I wanted to be surprised by the characters’ solutions to the problems they faced. I wanted to see Coulson analyze the situation so well that he was ahead of everyone, including me. What I didn’t want was to be just as knowledgeable about the next step the team needed to take as the team was. I didn’t want to feel dragged along.
If they’re chasing a villain who can make men do whatever she wants, the team should not be surprised that the cops setting up a perimeter around the villain’s location have already been turned. I wasn’t. Why am I more suspicious than the trained government agents? There’s no excuse for it except not putting the effort in.
Instead, they should have played out the big reveal that the cops had already been turned, then show Coulson defeating them or defusing them immediately, because [CLUE] made him realize they were not on his side. Unfortunately, that never happened. Coulson was never ahead of me, and that’s a problem.
Then there was The Big Twist, the tie-in with The Winter Soldier, which revealed that one of team had been a double-agent after all. Suddenly, the show stopped focusing outward and began to focus on the team. Ward’s betrayal is still playing out, and last week’s episode showed that the whole team has realized that he’s Hydra. It’s playing hell on the camaraderie that has been kind of dull all season, and it’s making for complicated relationships.
It’s funny; they could have done something like this with Skye straight from the start. Her goal in the pilot is to uncover secrets, and there she is in the heard of a secret government agency. What Skye wanted to do what exactly what Captain America did to defeat Hydra and SHIELD both; she’s a good guy.
And she could/should have been a much larger source of conflict, not because she’s a villain but because she is most definitely not. Instead, her desire for openness is played as naivete and she sheds it quickly, buying into the group culture. It’s a lost opportunity.
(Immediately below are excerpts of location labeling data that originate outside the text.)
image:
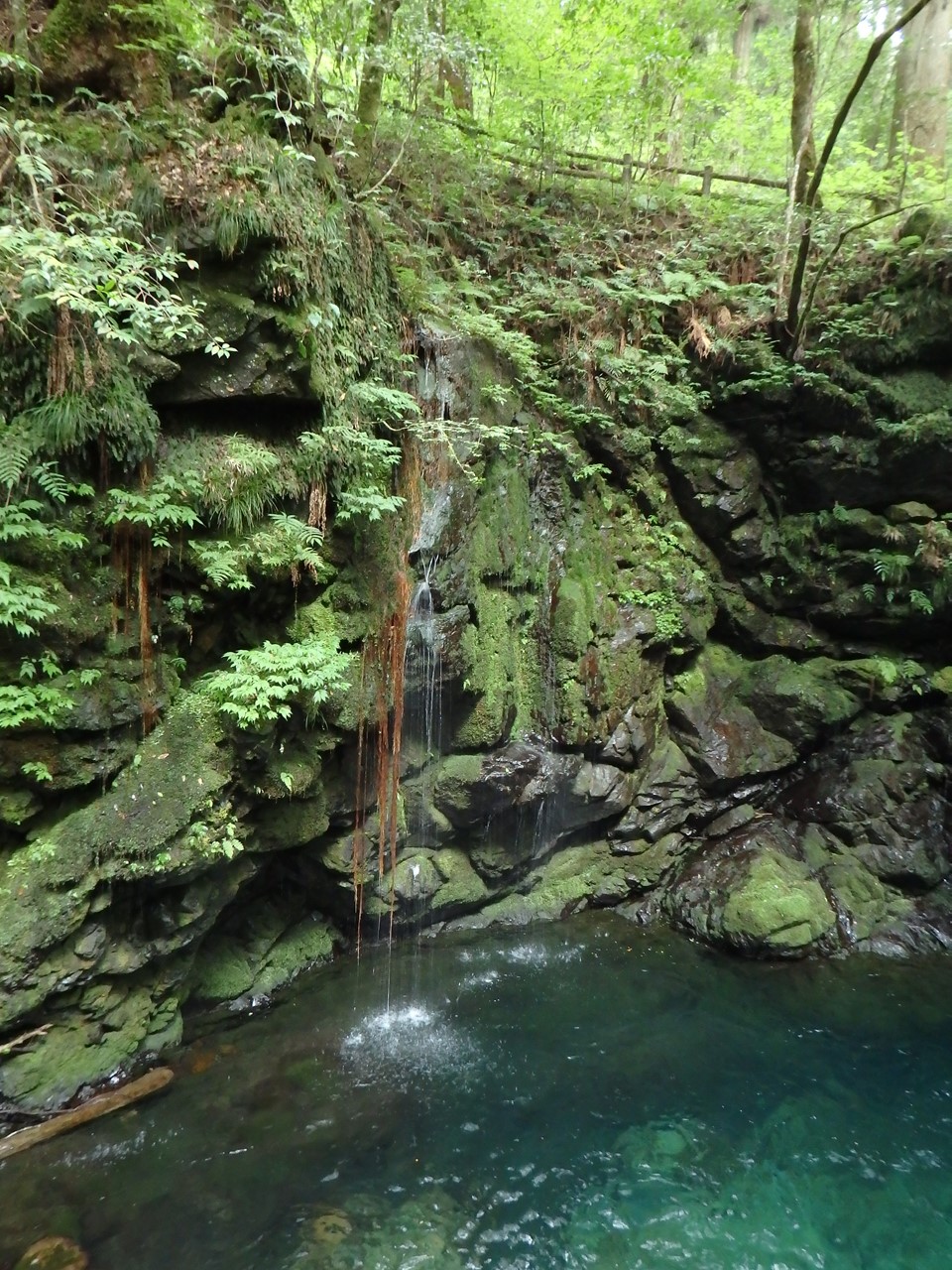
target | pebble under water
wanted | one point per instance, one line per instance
(583, 1095)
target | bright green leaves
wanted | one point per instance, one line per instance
(264, 684)
(158, 509)
(23, 604)
(282, 545)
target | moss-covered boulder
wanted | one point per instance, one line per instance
(721, 735)
(752, 893)
(253, 956)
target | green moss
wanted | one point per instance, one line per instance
(113, 1025)
(571, 617)
(453, 786)
(139, 826)
(647, 862)
(777, 906)
(263, 956)
(569, 881)
(858, 893)
(17, 806)
(489, 648)
(460, 885)
(73, 22)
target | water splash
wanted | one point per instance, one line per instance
(407, 1046)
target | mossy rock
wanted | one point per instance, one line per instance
(777, 907)
(136, 829)
(721, 735)
(105, 1029)
(266, 953)
(858, 894)
(453, 790)
(54, 1252)
(569, 881)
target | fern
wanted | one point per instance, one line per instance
(286, 544)
(23, 604)
(264, 684)
(154, 508)
(35, 702)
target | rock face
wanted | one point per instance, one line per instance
(714, 688)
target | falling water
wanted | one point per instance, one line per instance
(421, 677)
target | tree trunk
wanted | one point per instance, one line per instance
(794, 325)
(923, 75)
(801, 118)
(21, 48)
(371, 91)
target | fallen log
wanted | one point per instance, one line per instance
(100, 1105)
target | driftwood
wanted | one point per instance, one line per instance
(96, 1106)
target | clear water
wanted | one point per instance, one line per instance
(575, 1096)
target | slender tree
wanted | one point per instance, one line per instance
(801, 118)
(792, 334)
(371, 91)
(21, 48)
(923, 76)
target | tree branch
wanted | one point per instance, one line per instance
(793, 322)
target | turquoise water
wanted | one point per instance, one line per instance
(584, 1095)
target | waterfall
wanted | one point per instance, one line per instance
(421, 705)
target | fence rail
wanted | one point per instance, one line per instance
(627, 164)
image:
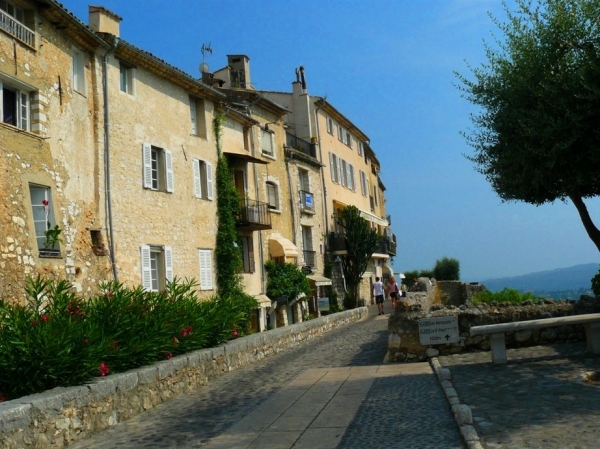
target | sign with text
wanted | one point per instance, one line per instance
(439, 330)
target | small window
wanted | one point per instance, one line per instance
(330, 126)
(78, 71)
(206, 274)
(158, 168)
(248, 254)
(43, 217)
(203, 179)
(198, 117)
(157, 267)
(272, 196)
(266, 142)
(127, 78)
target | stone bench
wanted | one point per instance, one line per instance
(590, 321)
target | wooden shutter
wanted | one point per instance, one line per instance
(209, 186)
(169, 263)
(146, 273)
(331, 166)
(205, 259)
(147, 159)
(197, 179)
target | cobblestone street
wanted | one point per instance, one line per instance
(398, 411)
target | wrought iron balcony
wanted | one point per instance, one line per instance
(336, 242)
(254, 215)
(16, 29)
(310, 258)
(301, 145)
(307, 201)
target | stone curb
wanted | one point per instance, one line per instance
(58, 417)
(462, 412)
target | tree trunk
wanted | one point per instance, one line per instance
(588, 224)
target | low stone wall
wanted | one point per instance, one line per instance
(60, 416)
(403, 340)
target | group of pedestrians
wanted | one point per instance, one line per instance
(392, 289)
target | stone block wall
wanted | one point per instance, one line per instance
(403, 340)
(61, 416)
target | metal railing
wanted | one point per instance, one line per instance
(307, 201)
(310, 258)
(254, 213)
(301, 145)
(16, 29)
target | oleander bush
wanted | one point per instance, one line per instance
(509, 295)
(60, 339)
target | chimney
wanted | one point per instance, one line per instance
(104, 21)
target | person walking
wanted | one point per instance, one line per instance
(393, 290)
(378, 291)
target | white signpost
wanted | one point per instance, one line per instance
(439, 330)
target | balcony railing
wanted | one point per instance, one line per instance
(301, 145)
(16, 29)
(254, 214)
(336, 242)
(310, 258)
(307, 201)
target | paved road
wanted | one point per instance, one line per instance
(536, 400)
(384, 409)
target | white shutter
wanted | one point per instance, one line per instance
(146, 273)
(209, 187)
(193, 116)
(169, 170)
(205, 259)
(197, 180)
(169, 263)
(147, 158)
(331, 166)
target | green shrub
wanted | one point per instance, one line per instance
(509, 295)
(58, 339)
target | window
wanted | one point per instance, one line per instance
(205, 258)
(15, 106)
(158, 168)
(157, 267)
(248, 254)
(203, 184)
(364, 186)
(16, 20)
(126, 78)
(198, 117)
(43, 212)
(272, 195)
(266, 142)
(78, 71)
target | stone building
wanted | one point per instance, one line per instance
(51, 149)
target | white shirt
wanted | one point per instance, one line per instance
(378, 286)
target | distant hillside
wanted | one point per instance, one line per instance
(576, 280)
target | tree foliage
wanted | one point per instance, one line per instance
(285, 280)
(535, 136)
(447, 269)
(361, 242)
(227, 257)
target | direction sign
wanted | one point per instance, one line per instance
(438, 331)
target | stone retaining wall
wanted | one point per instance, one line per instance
(403, 340)
(60, 416)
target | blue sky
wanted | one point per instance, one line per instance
(388, 66)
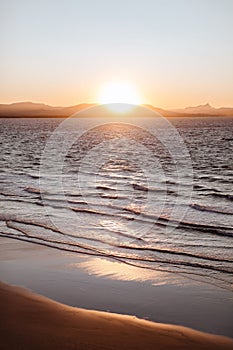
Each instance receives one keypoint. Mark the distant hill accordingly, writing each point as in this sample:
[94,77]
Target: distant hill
[206,109]
[31,109]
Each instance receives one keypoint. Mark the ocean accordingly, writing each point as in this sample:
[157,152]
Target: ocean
[156,196]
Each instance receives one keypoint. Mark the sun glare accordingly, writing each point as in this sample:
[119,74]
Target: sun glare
[119,96]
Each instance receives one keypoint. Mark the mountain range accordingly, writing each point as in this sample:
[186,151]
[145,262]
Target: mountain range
[31,109]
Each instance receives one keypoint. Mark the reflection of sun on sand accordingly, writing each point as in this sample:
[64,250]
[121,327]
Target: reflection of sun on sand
[30,321]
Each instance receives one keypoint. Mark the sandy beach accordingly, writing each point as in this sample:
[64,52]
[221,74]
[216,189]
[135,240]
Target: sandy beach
[30,321]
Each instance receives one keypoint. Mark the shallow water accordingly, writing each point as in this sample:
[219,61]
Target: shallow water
[122,196]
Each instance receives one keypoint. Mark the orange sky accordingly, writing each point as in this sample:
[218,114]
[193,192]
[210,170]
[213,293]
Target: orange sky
[175,53]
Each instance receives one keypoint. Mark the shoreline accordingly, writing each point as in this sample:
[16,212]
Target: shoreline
[104,285]
[33,321]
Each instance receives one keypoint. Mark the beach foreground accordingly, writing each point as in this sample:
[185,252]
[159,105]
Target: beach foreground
[30,321]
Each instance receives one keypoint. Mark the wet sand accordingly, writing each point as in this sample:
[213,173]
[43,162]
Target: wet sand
[30,321]
[104,285]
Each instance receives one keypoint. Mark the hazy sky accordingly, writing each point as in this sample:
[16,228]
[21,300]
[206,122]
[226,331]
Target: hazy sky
[61,52]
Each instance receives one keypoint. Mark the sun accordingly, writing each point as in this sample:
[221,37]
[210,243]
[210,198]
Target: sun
[119,96]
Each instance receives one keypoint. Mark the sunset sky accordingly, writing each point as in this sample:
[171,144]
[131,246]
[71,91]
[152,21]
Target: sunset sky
[175,53]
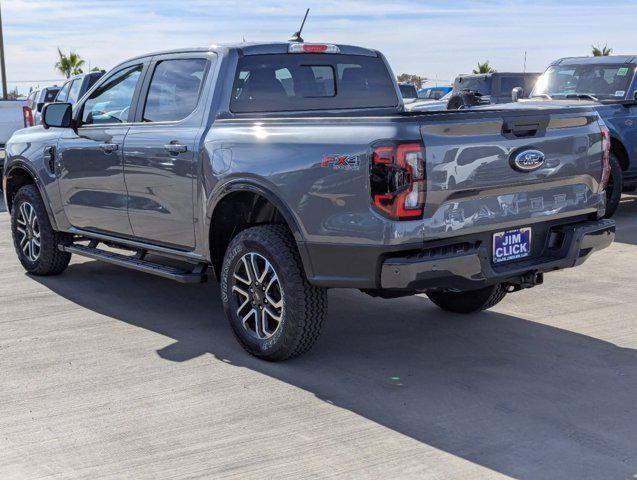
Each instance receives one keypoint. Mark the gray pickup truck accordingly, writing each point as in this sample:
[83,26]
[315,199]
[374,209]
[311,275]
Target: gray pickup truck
[291,168]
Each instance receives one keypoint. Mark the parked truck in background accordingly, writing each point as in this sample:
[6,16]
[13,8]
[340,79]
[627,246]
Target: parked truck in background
[291,168]
[496,87]
[76,86]
[609,85]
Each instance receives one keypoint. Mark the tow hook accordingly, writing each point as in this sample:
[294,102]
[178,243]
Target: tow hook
[528,280]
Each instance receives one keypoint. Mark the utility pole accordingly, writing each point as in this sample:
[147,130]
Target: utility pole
[3,70]
[525,61]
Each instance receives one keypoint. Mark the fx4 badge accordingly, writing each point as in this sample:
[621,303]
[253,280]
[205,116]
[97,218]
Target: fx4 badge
[342,162]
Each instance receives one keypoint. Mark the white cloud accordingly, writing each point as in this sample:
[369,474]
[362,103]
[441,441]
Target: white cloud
[433,38]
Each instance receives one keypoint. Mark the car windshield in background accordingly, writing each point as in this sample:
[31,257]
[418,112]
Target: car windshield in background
[604,82]
[279,83]
[408,91]
[477,84]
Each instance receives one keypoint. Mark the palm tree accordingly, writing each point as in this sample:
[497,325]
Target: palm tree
[601,52]
[484,68]
[70,64]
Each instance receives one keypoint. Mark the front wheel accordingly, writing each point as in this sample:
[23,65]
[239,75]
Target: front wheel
[470,301]
[273,310]
[35,241]
[614,188]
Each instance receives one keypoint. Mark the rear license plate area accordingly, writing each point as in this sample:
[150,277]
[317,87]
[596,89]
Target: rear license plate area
[511,245]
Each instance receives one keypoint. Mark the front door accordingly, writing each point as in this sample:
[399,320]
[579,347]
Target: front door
[160,158]
[91,170]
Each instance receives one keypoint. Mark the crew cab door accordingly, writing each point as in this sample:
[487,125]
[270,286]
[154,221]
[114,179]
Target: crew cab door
[91,169]
[160,152]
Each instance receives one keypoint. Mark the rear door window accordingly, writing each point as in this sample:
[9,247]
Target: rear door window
[111,101]
[174,89]
[288,82]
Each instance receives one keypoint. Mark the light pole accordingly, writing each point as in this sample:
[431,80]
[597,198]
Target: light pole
[3,70]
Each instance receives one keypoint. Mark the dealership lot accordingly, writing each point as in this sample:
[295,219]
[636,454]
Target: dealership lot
[107,373]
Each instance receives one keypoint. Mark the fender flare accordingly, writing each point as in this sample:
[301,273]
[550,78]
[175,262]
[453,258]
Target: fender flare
[28,168]
[252,186]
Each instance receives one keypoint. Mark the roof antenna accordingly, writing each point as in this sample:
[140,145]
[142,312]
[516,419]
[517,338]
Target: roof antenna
[297,36]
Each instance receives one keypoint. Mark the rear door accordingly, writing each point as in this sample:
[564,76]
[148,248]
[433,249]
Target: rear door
[160,153]
[91,168]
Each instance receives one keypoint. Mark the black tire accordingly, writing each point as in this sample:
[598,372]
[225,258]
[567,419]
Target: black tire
[470,301]
[304,306]
[614,188]
[49,259]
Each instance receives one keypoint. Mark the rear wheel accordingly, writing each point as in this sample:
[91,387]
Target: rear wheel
[34,239]
[273,310]
[614,188]
[469,301]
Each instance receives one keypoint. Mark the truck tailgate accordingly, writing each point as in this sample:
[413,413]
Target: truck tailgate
[474,183]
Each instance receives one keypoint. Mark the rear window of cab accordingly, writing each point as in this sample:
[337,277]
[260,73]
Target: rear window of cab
[296,82]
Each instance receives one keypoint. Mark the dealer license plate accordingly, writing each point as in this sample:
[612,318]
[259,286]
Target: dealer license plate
[511,245]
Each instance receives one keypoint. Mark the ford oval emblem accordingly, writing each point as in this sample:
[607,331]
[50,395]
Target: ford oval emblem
[528,160]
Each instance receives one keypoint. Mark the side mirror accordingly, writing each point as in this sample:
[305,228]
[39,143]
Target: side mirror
[57,115]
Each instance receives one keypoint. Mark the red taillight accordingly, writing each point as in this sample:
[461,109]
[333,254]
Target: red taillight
[398,180]
[603,183]
[27,117]
[312,48]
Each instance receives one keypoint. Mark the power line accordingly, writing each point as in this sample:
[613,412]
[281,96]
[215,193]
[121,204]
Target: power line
[38,81]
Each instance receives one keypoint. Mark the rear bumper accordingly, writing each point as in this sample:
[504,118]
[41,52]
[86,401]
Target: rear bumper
[467,266]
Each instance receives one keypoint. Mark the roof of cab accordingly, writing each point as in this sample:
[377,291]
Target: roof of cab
[258,48]
[615,59]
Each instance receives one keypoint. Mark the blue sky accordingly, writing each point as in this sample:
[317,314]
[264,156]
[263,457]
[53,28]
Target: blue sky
[436,39]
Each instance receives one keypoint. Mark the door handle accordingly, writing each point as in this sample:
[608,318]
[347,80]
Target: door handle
[176,148]
[109,147]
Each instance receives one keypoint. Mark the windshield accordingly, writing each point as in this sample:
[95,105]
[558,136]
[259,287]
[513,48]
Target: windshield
[602,82]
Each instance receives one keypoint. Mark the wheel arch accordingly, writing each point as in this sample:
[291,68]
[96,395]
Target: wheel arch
[244,204]
[17,176]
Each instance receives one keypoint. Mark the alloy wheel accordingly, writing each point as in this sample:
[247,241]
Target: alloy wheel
[259,296]
[29,230]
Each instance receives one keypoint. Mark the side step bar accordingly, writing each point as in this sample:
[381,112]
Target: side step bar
[137,262]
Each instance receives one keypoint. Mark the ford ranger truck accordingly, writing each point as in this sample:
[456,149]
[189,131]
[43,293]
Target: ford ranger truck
[287,169]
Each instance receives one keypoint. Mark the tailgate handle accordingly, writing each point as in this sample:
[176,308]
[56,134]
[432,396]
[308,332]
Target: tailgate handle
[523,127]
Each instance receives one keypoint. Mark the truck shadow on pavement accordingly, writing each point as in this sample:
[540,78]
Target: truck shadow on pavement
[626,218]
[521,398]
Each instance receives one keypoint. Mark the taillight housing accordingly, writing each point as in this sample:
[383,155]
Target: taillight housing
[27,117]
[605,158]
[398,180]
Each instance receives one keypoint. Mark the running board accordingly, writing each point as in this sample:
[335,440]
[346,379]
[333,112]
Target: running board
[137,262]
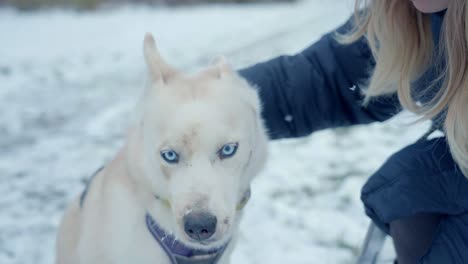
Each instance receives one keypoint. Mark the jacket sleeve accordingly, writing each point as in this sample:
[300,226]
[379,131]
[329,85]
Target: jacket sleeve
[318,88]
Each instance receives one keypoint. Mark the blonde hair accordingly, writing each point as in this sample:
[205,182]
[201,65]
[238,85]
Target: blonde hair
[400,39]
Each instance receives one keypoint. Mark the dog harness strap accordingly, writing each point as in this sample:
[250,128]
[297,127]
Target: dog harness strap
[88,183]
[179,253]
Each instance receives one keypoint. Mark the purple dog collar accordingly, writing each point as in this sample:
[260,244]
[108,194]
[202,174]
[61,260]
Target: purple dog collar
[179,253]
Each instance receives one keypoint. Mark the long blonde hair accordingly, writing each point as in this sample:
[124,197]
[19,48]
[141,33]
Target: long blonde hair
[401,41]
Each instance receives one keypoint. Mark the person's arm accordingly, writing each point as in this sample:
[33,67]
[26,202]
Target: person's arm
[318,88]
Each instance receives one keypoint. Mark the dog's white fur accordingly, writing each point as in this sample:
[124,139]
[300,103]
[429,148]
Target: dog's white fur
[195,116]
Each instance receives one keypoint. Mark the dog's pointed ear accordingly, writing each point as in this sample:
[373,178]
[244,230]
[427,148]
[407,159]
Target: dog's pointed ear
[159,70]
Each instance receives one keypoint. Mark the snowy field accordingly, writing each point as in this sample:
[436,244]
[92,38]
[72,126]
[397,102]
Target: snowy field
[69,81]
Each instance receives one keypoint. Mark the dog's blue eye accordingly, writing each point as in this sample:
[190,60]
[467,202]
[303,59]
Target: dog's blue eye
[170,156]
[228,150]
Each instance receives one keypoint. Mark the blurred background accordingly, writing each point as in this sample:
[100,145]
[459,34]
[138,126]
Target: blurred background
[71,72]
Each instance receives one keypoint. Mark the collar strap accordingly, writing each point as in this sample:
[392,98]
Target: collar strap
[179,253]
[240,205]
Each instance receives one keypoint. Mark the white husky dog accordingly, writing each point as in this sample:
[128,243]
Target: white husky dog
[174,192]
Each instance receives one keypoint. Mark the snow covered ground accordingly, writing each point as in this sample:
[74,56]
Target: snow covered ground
[68,82]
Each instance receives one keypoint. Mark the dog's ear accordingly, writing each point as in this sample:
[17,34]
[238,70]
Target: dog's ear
[159,70]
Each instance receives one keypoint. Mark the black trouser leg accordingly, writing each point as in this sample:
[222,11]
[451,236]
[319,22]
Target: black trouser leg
[412,236]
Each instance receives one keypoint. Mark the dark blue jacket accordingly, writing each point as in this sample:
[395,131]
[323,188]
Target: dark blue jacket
[321,88]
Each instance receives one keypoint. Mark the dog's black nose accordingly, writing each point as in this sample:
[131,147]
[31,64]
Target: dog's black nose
[199,225]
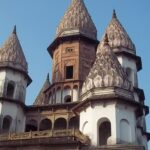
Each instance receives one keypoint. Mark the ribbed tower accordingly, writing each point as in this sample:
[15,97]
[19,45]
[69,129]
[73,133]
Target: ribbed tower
[11,54]
[14,80]
[73,52]
[77,21]
[109,111]
[117,35]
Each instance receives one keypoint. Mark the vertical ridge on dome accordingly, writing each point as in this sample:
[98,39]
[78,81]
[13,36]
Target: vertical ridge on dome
[106,71]
[117,35]
[11,53]
[77,21]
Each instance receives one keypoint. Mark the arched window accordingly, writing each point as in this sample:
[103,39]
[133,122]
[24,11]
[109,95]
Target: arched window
[125,131]
[67,99]
[74,123]
[31,125]
[6,124]
[45,124]
[10,89]
[60,123]
[104,131]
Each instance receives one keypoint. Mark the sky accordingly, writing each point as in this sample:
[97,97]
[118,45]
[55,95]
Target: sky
[36,22]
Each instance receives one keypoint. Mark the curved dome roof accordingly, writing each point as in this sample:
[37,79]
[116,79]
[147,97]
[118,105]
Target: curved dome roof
[106,71]
[11,53]
[77,21]
[117,35]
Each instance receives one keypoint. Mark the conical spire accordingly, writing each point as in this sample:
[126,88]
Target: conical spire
[15,30]
[117,35]
[41,96]
[106,71]
[114,14]
[77,21]
[11,53]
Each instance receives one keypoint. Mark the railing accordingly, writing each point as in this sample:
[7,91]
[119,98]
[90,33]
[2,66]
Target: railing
[46,134]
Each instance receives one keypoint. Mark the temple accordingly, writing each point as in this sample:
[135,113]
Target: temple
[93,101]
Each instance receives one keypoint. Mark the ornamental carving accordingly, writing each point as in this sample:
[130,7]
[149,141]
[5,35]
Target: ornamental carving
[106,71]
[71,24]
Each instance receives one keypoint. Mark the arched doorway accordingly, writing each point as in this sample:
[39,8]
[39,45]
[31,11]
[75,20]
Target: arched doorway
[6,124]
[74,123]
[45,124]
[31,125]
[60,124]
[104,130]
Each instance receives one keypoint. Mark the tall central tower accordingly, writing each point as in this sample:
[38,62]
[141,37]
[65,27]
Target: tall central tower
[73,52]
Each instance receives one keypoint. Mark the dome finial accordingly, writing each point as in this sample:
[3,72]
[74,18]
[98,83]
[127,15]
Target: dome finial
[114,14]
[47,77]
[106,39]
[14,30]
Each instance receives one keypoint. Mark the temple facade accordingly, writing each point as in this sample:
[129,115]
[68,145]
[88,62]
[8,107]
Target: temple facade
[93,101]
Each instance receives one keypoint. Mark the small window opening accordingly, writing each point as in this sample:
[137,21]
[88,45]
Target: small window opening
[10,90]
[6,124]
[67,99]
[104,132]
[69,72]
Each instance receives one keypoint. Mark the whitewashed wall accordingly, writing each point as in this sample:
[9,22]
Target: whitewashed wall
[90,117]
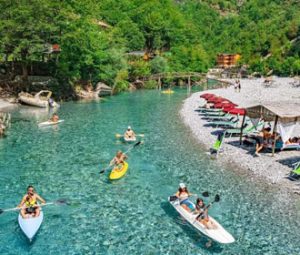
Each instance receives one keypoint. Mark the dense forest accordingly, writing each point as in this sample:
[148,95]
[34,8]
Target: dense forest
[90,40]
Still, the best moment in the whole season so far was when Skye calls Ward a Nazi because a) it was absolutely the right thing for her to say and b) it surprised me. Ward’s response–and his conflict between his loyalty to Garrett and his love for Skye–has brought his character to life.
Shit’s become fun.
Alongside that, SHIELD as an organization is 100% gone. The team has lost its plane, its funding, its backup, its computer/intelligence resources, and its official sanction. In fact, they’re wanted fugitives. Whatever they do next, it had better be clever. If Nick Fury or whoever swoops in and fixes things for them, I’m going to be seriously disappointed.
Story beats they should hit before the end of the season:
1) In the pilot, Skye wanted radical openness. Now she has it. How does she feel about that? How do any of them feel? Not just the loss of their organization and their identity as SHIELD agents, but the loss of power that comes from keeping information secret.
2) CA2:TWS made it a point that SHIELD and Hydra were more alike than the good guys would care to admit. Coulson and his team keep discovering that their organization was involved in shady things–the most recent was that they intensified Mr. Darkforce’s powers instead of weakening them. But at no point does he take responsibility for this, nor does he seem capable of concluding that maybe SHIELD had lost sight of its mission and is better off gutted.